[PATCH] arm64: Add architecture support for PCI

Arnd Bergmann arnd at arndb.de
Tue Feb 4 04:44:52 EST 2014

On Monday 03 February 2014 16:31:37 Jason Gunthorpe wrote:
> Specifying 'use EHCI, AHCI, etc' - which are all PCI based standards
> without clearly specifying exactly how PCI is suppose to work is
> completely bonkers.
> What is needed is a spec that says:
>  1) Here is how you generate config TLPs. A MMIO region that
>     conforms to the already specified x86 ECAM would
>     be perfect
>  2) Here is a dword by dword break down of the entire config space in
>     a SOC. Here is where a on-board AHCI controller must show up in
>     config space. Here is how an external PCI-E port must show
>     up. Etc. Most of this is already specified, but it clearly needs
>     to be layed out explicitly for ARM SOCs to actually follow it.
>  3) Here is how you specify the aperture(s) associated with PCI BAR's
>     and bridge windows in config space. And yes: The CONFIG SPACE
>  4) Here is how MSI works, these are the values you put in the
>     address/data and here is how you collect the interrupt.
>  5) Here is how Legacy INTx must be mapped into the GIC.
> This is what x86 does, and they have been doing it well for 10
> years. If you want to play in the server game you have to properly
> implement PCI.

I'm pretty sure the authors of the SBSA actually thought that was
what they wrote, by referring to external specifications (pci-3.0,
ehci, ahci, ...).  However, it seems they were either foolish enough
to believe that hardware designers would follow these specs, or
they were intentionally misled and got talked into putting ambiguous
terminology in because there were already hardware designs that
are not exactly in line with the spirit of the SBSA but can be
argued to be conforming to the text for a lax interpretation.
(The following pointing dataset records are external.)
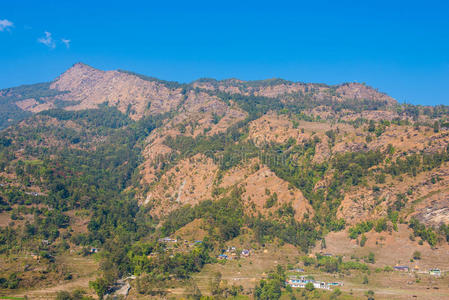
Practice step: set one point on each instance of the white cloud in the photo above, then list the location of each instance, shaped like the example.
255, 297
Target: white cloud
47, 40
66, 42
5, 25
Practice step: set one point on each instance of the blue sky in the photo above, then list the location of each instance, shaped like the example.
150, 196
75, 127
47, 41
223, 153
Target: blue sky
399, 47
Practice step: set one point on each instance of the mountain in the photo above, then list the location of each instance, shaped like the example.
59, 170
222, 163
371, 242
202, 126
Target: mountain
117, 160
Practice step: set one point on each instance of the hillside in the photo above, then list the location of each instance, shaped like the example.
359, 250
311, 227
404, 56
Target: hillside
116, 160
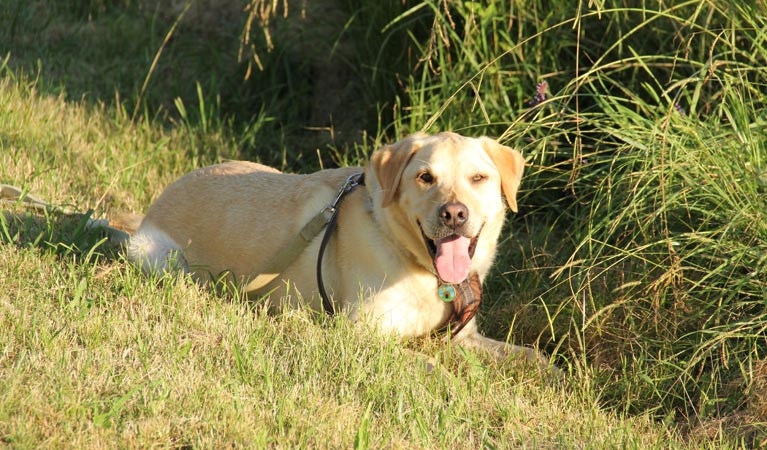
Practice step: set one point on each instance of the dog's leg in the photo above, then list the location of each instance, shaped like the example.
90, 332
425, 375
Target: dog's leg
155, 252
470, 338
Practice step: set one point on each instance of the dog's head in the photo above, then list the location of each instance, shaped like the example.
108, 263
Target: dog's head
441, 197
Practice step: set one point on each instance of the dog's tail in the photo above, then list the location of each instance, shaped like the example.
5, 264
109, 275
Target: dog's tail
127, 222
119, 229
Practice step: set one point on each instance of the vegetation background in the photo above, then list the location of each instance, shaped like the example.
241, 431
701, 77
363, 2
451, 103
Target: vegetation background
638, 260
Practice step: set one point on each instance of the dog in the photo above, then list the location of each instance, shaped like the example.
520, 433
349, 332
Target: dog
428, 217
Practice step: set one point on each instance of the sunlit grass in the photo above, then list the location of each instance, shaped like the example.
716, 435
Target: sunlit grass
638, 259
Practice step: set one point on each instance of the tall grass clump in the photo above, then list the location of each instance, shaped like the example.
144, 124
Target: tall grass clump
643, 127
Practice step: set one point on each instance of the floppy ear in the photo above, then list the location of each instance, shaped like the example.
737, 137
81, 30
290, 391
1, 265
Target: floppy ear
389, 162
510, 164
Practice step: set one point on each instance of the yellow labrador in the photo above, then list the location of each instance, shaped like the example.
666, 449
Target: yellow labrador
429, 215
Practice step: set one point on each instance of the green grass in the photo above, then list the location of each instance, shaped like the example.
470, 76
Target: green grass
637, 261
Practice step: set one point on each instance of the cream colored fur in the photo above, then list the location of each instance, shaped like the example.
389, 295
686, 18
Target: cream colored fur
234, 217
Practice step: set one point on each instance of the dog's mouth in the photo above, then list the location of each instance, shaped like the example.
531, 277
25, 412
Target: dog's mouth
451, 255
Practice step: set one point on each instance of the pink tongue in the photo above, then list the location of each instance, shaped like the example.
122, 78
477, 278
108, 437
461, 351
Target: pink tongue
453, 260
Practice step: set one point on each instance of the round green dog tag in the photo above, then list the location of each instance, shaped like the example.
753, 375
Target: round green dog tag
446, 292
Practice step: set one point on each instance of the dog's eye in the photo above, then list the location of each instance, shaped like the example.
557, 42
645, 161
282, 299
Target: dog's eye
426, 177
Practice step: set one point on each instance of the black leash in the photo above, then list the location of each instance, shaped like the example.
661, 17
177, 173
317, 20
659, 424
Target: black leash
357, 179
465, 297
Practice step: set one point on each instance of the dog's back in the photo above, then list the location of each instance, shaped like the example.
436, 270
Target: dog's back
229, 218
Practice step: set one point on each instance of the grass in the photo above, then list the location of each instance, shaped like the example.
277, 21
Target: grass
637, 260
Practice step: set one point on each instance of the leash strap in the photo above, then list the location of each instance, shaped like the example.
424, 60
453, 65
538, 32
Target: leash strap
307, 234
466, 303
357, 179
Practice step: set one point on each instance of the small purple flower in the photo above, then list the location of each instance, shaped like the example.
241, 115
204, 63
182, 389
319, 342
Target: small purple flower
540, 94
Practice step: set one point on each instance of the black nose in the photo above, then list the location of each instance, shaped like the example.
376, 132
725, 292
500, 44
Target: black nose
454, 214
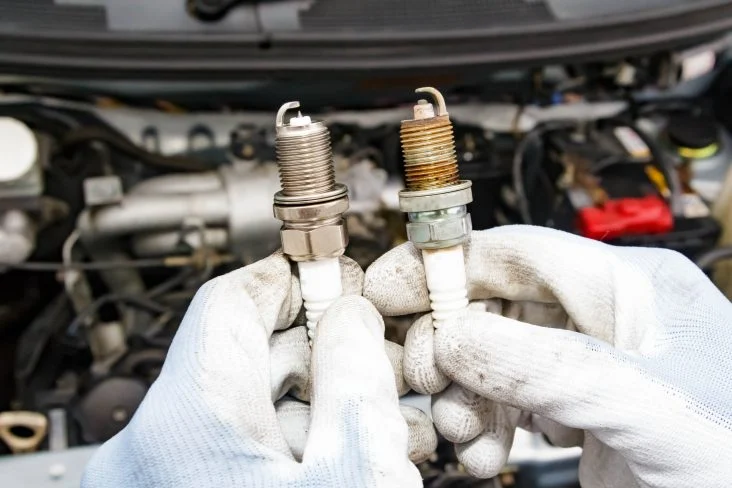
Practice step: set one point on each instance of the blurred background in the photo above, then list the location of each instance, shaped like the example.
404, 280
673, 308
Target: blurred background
137, 161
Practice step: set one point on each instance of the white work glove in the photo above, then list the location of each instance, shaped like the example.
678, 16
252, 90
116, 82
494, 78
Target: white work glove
634, 362
211, 420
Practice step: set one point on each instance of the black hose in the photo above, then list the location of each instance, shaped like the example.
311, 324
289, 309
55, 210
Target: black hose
85, 135
93, 266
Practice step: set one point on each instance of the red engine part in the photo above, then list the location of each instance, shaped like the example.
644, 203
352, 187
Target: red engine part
625, 216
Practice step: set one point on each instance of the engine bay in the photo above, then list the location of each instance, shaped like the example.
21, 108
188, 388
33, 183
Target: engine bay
112, 214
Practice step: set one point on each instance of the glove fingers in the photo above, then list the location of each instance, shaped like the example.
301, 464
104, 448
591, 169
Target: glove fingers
220, 356
395, 353
558, 434
602, 466
396, 284
355, 412
420, 370
290, 364
351, 277
486, 455
522, 263
460, 415
273, 288
422, 435
564, 376
294, 419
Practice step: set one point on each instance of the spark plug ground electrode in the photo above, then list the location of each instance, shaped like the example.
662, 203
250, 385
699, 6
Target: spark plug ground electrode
311, 206
435, 201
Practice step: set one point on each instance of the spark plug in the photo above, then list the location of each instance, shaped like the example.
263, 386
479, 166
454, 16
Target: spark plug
435, 201
311, 206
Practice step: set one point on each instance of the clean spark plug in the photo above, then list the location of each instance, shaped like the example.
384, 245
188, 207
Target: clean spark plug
311, 206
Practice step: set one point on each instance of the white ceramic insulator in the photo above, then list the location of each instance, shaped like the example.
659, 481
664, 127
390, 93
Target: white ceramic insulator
446, 282
320, 284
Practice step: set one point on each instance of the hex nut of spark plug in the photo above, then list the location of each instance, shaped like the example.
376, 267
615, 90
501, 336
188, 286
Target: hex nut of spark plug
450, 228
321, 242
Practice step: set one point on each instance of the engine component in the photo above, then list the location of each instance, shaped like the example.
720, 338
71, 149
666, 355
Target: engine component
21, 186
436, 204
625, 216
311, 206
225, 209
705, 151
107, 408
22, 431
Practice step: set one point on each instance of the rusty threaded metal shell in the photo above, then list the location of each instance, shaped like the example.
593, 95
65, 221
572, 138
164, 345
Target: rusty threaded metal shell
305, 161
430, 159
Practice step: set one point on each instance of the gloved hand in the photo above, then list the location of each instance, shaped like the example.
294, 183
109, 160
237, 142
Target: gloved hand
211, 420
634, 361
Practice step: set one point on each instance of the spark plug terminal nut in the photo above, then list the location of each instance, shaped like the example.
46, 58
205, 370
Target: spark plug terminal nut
311, 204
435, 199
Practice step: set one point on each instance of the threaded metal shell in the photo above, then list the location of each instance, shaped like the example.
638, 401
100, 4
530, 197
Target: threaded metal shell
430, 159
305, 161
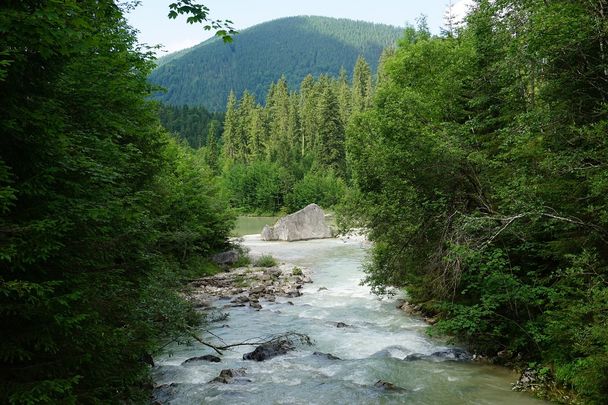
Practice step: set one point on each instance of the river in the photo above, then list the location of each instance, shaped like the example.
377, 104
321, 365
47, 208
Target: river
372, 348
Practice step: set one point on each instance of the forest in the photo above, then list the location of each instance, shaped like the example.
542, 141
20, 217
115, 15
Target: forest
294, 47
480, 171
103, 214
476, 159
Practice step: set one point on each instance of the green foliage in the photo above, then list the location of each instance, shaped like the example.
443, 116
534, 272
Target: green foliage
205, 74
291, 152
480, 172
325, 189
257, 187
101, 213
196, 125
265, 261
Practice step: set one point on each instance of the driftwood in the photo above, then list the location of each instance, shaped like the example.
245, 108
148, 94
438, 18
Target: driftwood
291, 337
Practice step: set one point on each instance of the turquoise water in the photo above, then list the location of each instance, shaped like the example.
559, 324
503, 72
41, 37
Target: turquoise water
371, 349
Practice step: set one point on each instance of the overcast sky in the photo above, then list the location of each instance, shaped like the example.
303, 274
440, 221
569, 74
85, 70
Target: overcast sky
150, 18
I think EHCI is a much better example than PCI here, because the
spec has exactly one line to say about it, where it spends a whole
chapter on PCI.

Here is how a sane person would read SBSA to create a compliant

  I have to use EHCI version 1.1 to provide USB-2.0 support. EHCI
  is a PCI device, so I'll put it behind a PCIe port that complies
  to the PCIe section of the SBSA. Since EHCI by itself only provides
  high-speed USB, and USB-2.0 mandates I provide low-speed and
  full-speed as well, I have to add a USB hub device. It would have
  been easier to just use OHCI for these, but SBSA says I can't.
  Now I want to integrate the EHCI into my SoC and not waste one
  of my precious PCIe root ports, so I have to create another PCI
  domain with its own ECAM compliant config space to put it into.
  Fortunately SBSA lets me add an arbitrary number of PCI domains,
  as long as they are all strictly compliant. To software it will
  look exactly as if it was on an external card, I just have to
  ensure the boot loader correctly sets up the clocks and the phy
  before an SBSA compliant OS gets loaded, all runtime power
  management will get handled through the EHCI-1.1 energy-efficiency

Here is how a crazy person would read the same sentence in the SBSA:

  I have an IP block that implements the EHCI register set, that
  should be good enough. It's not a fast device, so I can put it
  on a non-coherent bus. Since the SoC will be used for networking,
  I'll put the registers into big-endian configuration to make it
  easier for the OS to access. I'm not allowed to have USB-1.1
  according to SBSA, so I can get away without a hub or an extra
  OHCI. I can't support MSI because it's not a PCI device, and
  the GIC is pretty full, so I'll just connect the IRQ line to
  the GPIO controller. In order to do better power management,
  I'll design a fancy PHY that the device driver will manage
  for implementing autosuspend. I should also give the OS
  fine-grained control over the clocks, but it will have to share
  the clock domain with the other devices on the same edge of the
  chip. The EHCI device is not part of PCI, which measn I don't
  have to use the standard SMMU. However, my EHCI implementation
  can only do 32-bit DMA, and I'll have to design my own IOMMU
  to let it access the entire memory range. USB-OTG is a great
  feature and we already paid for having this in our EHCI
  implementation, better make sure it comes up in endpoint mode
  after waking up from power saving.